Lesley Batchelor OBE is Director General of the Institute of Export, the professional membership body for everyone involved in international trade. Here she gives an overview of the different insurance options available and their significance.
What types of insurance do I need to export?
When we start to trade internationally you will realise that everyone talks about insurance in very different terms. The introduction is an attempt to provide you with an overview of what each type of insurance does and where it might impact on your international business and in some cases on your ability to trade profitably.
In some markets Product Liability and Professional Indemnity premiums are very high mainly due to the high level of litigations that are brought to trial mainly, USA & Canada. These markets attract such a huge amount of legal activity and insurers will add a lump sum to the annual premium (upwards of £5K) and add more as they determine the level of risk they are exposing themselves to in this market.
When travelling in the USA you will see attempts to mitigate against these actions in the warning on the coffee cups of ‘caution hot’ and even on a hammer a note ‘not to be used on human flesh’ – product liability to an extreme!
Over this section we will explore the various elements of Insurance in terms of impact on international trade and explain some of the terms that are commonly used.
Main insurance options
This cover protects you in the event that your product causes injury or damage to a person or their property. You could be liable to pay compensation in these circumstances even if you didn’t manufacture the product, and the costs can be severe.
Types of insurance – Professional indemnity
This insurance covers the cost of compensating clients for loss or damage resulting from negligent services or advice provided by a business or an individual.
Types of insurance – Trade Risk insurance
- In Transit
- Free on board (FOB)
- Worldwide cover (including Open policy/Declaration policy)
Some common issues from not insuring
Remember you always have the option of not insuring but you may find that the repercussions are much more wide spread than you think. Some examples of issues that international trade can face:
If your cargo is uninsured and the paperwork is deficient in any way, the goods arrive at the port/airport of destination but will sit on the dock side/warehouse accruing charges until cleared. This will mean charges and probably a rejection could mean the return of the goods, extra costs or the destruction again more costs or if you’re lucky just additional charges before the goods are cleared to continue their journey to the customer.

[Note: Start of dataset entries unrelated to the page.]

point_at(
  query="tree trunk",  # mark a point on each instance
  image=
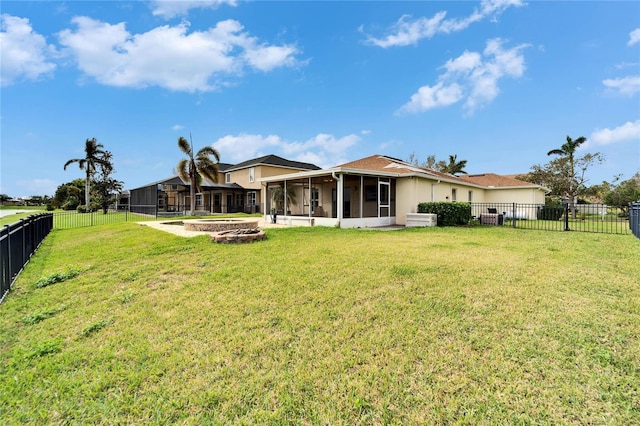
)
(87, 187)
(193, 196)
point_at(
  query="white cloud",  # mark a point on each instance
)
(25, 53)
(625, 85)
(407, 31)
(170, 56)
(428, 97)
(634, 37)
(169, 9)
(628, 131)
(324, 150)
(473, 76)
(266, 58)
(37, 187)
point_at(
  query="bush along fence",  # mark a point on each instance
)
(598, 218)
(634, 219)
(18, 242)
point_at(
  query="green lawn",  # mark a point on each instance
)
(124, 324)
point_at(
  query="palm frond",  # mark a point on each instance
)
(209, 151)
(183, 170)
(185, 146)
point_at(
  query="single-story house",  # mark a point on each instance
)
(237, 190)
(380, 190)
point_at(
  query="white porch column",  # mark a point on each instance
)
(340, 201)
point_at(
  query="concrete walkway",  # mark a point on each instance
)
(180, 231)
(262, 224)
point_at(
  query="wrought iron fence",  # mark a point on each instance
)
(598, 218)
(634, 219)
(18, 241)
(74, 219)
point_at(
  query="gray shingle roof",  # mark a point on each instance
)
(273, 160)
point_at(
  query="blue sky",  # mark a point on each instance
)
(498, 83)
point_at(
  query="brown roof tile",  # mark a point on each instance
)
(492, 179)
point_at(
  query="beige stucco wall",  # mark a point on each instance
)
(413, 191)
(514, 195)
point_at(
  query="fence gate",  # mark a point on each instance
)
(598, 218)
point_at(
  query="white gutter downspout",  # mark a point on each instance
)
(286, 202)
(433, 191)
(339, 200)
(310, 206)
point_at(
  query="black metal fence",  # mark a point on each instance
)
(73, 219)
(634, 219)
(598, 218)
(18, 242)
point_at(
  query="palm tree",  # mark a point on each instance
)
(193, 168)
(93, 156)
(455, 167)
(567, 150)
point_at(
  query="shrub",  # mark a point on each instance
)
(70, 204)
(57, 277)
(449, 213)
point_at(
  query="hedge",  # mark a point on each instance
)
(449, 213)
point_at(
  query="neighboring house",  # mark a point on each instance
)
(238, 188)
(381, 190)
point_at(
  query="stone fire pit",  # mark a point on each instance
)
(238, 236)
(218, 225)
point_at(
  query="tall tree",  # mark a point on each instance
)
(624, 193)
(68, 195)
(429, 163)
(567, 151)
(194, 167)
(105, 186)
(454, 166)
(93, 156)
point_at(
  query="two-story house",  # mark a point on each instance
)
(237, 190)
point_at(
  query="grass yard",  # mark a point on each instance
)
(483, 325)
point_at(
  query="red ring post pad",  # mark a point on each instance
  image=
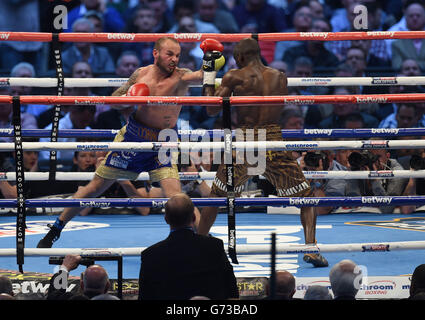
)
(369, 201)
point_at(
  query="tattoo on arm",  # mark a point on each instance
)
(124, 88)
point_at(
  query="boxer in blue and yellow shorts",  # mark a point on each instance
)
(162, 78)
(129, 164)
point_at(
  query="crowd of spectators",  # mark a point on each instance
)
(187, 266)
(355, 58)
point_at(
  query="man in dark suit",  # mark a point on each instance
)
(345, 278)
(185, 264)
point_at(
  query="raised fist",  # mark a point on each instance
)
(138, 89)
(211, 45)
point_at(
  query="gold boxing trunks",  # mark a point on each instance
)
(281, 169)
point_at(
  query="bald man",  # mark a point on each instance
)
(285, 286)
(185, 264)
(345, 278)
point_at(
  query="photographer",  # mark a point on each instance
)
(324, 161)
(376, 160)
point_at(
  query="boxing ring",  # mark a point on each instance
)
(360, 237)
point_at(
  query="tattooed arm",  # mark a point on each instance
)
(123, 89)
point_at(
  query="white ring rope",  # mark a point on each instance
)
(216, 146)
(185, 176)
(292, 82)
(253, 249)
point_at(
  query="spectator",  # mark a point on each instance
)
(183, 8)
(325, 161)
(340, 19)
(114, 48)
(314, 49)
(28, 121)
(377, 47)
(82, 69)
(317, 9)
(127, 63)
(345, 277)
(371, 60)
(342, 110)
(94, 280)
(410, 48)
(285, 286)
(112, 20)
(6, 285)
(26, 70)
(413, 19)
(417, 284)
(98, 57)
(78, 117)
(84, 161)
(302, 21)
(185, 264)
(142, 21)
(279, 65)
(317, 293)
(105, 296)
(21, 16)
(209, 11)
(164, 17)
(407, 116)
(374, 160)
(267, 17)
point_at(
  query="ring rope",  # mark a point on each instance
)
(218, 101)
(292, 82)
(187, 176)
(242, 248)
(366, 201)
(196, 37)
(286, 133)
(216, 146)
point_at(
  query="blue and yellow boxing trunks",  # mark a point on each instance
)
(129, 164)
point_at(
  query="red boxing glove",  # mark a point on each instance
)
(211, 45)
(138, 89)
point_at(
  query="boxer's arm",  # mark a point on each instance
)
(228, 83)
(124, 88)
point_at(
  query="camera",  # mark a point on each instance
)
(417, 162)
(357, 160)
(312, 158)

Software failing to perform
If a software product fails to perform properly, it may not cause physical, personal, or advertising damages, therefore the general liability policy would not be triggered; it may, however, directly cause financial losses which could potentially be attributed to the software developer’s misrepresentation of the product capabilities.
Custom designed products
If a custom-designed product fails without causing damage to person or property other than to the subject product itself, a product liability policy may cover consequential damages such as losses from business interruption, but will generally not cover the cost to redesign, repair or replace the failed product itself. Claims for these losses against the manufacturer may be covered by a professional liability policy.
For more on the common issues that insurance can help you avoid or allay, read Open to Eport’s ‘Insure to ensure you get paid’ article.
Be aware of the risks you’re exposing you company to. These risks if faced in the UK are a nuisance but, internationally they will drain your business of time and money in both legal costs both here and in the market where you have sold and air fares.